Menjerit, Puluhan Korban Tuntut Kejelasan Unit The Anaya Village

KBRN, Kuta : Sebanyak 44 korban menuntut kejelasan unit yang mereka beli dari I Ketut Oka Paramartha dan PT. Anaya Graha Abadi. Oka Paramartha merupakan pihak pertama selaku pemilik lahan yang bekerjasama dengan PT. Anaya Graha Abadi untuk mengembangkan properti The Anaya Village Pecatu, Bali.

 

Puluhan korban ini hanya sebagian kecil dari 109 orang pembeli unit di The Anaya Village Pecatu. Mereka seyogyanya menerima unit yang dimaksud pada penghujung tahun 2019.

 

Namun ke-44 korban yang tergabung dalam Paguyuban Siok Cinta Damai tersebut sampai saat ini belum menerima realisasi dari Perjanjian Pengikatan Jual Beli (PPJB) yang sebelumnya dibuat.

 

Kuasa Hukum Paguyuban Siok Cinta Damai, Rahmad Ramadhan Mahfoed menjelaskan, PPJB itu ditandatangani para korban dengan Oka Paramartha.
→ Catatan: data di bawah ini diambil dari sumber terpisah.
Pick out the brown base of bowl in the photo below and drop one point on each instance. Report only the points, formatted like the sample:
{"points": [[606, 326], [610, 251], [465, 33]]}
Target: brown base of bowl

Belakangan diketahui, sertifikat tanah seluas 61.200 meter2 yang rencananya dibangun The Anaya Village Pecatu telah diagunkan kesalah satu bank nasional sebelum proses jual beli.

 

Ini artinya, proses pemecahan sertifikat di Badan Pertanahan Nasional (BPN) tidak akan bisa dilakukan. Atas kondisi itu, para korban menuntut tanggung jawab dari pihak pertama dalam hal ini Oka Paramartha.

 

"Pada intinya dari buyer (pembeli), itu berharap kepada pemilik tanah, dalam hal ini Pak I Ketut Oka Paramatha agar bisa menepati janjinya, yaitu apabila sampai akhir tahun 2019 bulan Desember itu belum bisa terbangun unit The Anaya Village, maka Pak I Ketut Oka Paramartha harus mengembalikan uang buyer 100 persen. Tapi nampaknya sampai hari ini belum ada realisasi yang diterima oleh korban Anaya tersebut," katanya kepada wartawan di Kuta, Minggu (19/1/2020).

 

"Justru beliau (Oka Paramartha) menghindar selama ini. Karena upaya-upaya damai, upaya-upaya mediasi sudah kita lakukan, dengan somasi, dengan mendatangi ke rumahnya, bahkan kami konfirmasi langsung kepada Polda Bali," lanjutnya.

 

Rahmad mengemukakan, kerugian yang timbul akibat kasus ini mencapai Rp55 miliar. Sedangkan kerugian yang diderita anggota Paguyuban Siok Cinta Damai menyentuh angka Rp14,5 miliar. Ia mengakui, telah melayangkan laporan kasus ini ke Polda Bali.

 

"Sudah kami laporkan beliau ke Polda Bali. Kami berharap dengan laporan ini beliau bisa merespon nantinya untuk melakukan upaya penyelesaian yang terbaik dengan para korban," ujarnya didampingi Ketua Paguyuban Siok Cinta Damai, Tjandrawati Prayitno, dan salah seorang pembeli bernama Hengky Dalimarta.

 

Terkait mudahnya pembeli percaya, mengingat proses pengagunan sertifikat muncul sebelum adanya PPJB unit The Anaya Village Pecatu, Rahmad menyebut, hal itu disebabkan beberapa faktor. Salah satunya adalah pemilik lahan dianggap sebagai orang terpandang dan berpengaruh di Kota Denpasar.

 

"Yang pertama nama besar Pak I Ketut Oka Paramartha. Karena beliau adalah seorang tokoh, seorang pengusaha, dan seorang figur publik, informasinya di Denpasar. Yang kedua juga harga unitnya cukup bagus dan miring, serta lokasinya sangat premium dan mahal di Pecatu itu," ungkap Rahmad seraya mengatakan pemilik lahan tidak pernah membeber sertifikat yang menjadi objek PPJB.